A anestesia será mais segura se for administrada por meio intravenoso e se conferir apenas bloqueio regional/local.
Tal como no planeta Terra, onde os robôs já começam a dominar os blocos operatórios, também no espaço poderá a cirurgia robótica ser a solução para problemas como a inexperiência da tripulação.
O projeto NEEMO 7 de 2004 da NASA focou-se em missões debaixo de água com um robô controlado remotamente. As cirurgias a litíases biliar e renal foram bem-sucedidas.
Em 2024, foi realizada a primeira cirurgia em gravidade zero por um robô residente na EEI, o ‘SpaceMIRA’ (Miniaturized In Vivo Robotic Assistant), controlado remotamente a partir do Nebraska, nos Estados Unidos da América. Com 0,9 kg, o robô é pequeno e usa dois braços para simular o humano.
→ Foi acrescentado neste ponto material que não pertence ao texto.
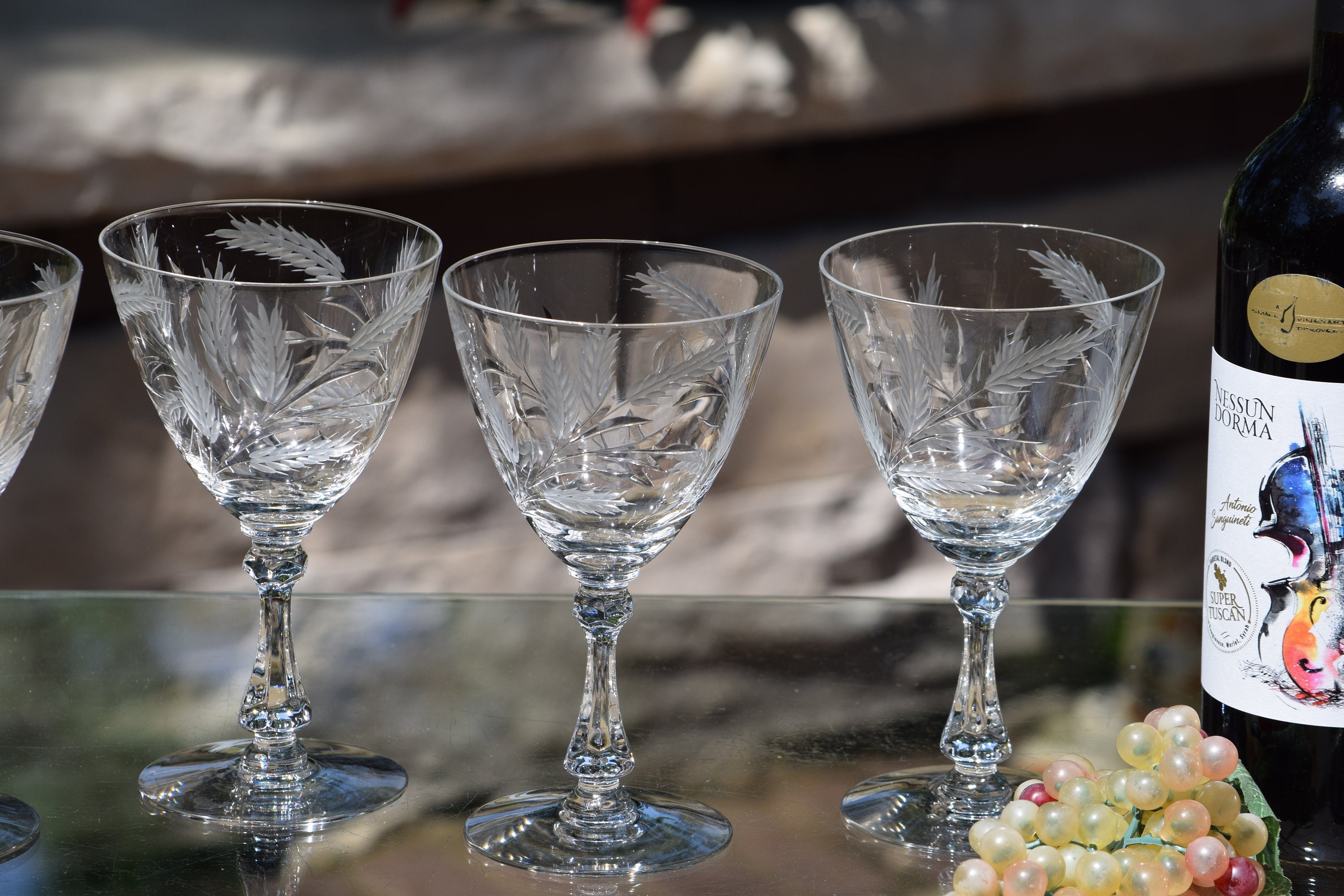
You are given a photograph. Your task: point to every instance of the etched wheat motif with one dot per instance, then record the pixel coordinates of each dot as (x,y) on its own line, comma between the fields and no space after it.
(590,437)
(948,404)
(285,245)
(245,394)
(47,279)
(676,295)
Contudo, o atraso de 0,85 segundos é ainda relevante, principalmente no caso de uma perda hemorrágica, pelo que se deve trabalhar a autonomia destes equipamentos.

SpaceMIRA na Estação Espacial Internacional (Créditos: NASA)
Tecnologias como a impressão 3D de instrumentos cirúrgicos, substituição do vídeo endoscópico e laparoscópico por imagens em realidade virtual e estereoscopia 3D já foram testadas e parecem ser soluções exequíveis.
Contudo, o foco também deverá estar na redução do tamanho dos equipamentos e robôs, de modo a otimizar, cada vez mais, a logística e eficiência das missões.
A Space Surgery Association, fundada em 2019, consiste num grupo de clínicos, cientistas e engenheiros que congrega toda a informação adquirida até ao momento e promove a investigação nesta área.
Apesar de se conhecerem os efeitos do espaço na fisiologia normal e de serem já vários os esforços feitos no sentido da evolução do cuidado médico além da Terra, é importante descobrir ainda como se comportam patologias já conhecidas nestas condições adversas. Estamos ainda longe de garantir viagens ao espaço completamente seguras para a saúde das tripulações, mas a certeza é de que o caminho é o correto.
Artigo da autoria de Catarina Pereira. Revisão por Ana Luísa Silva.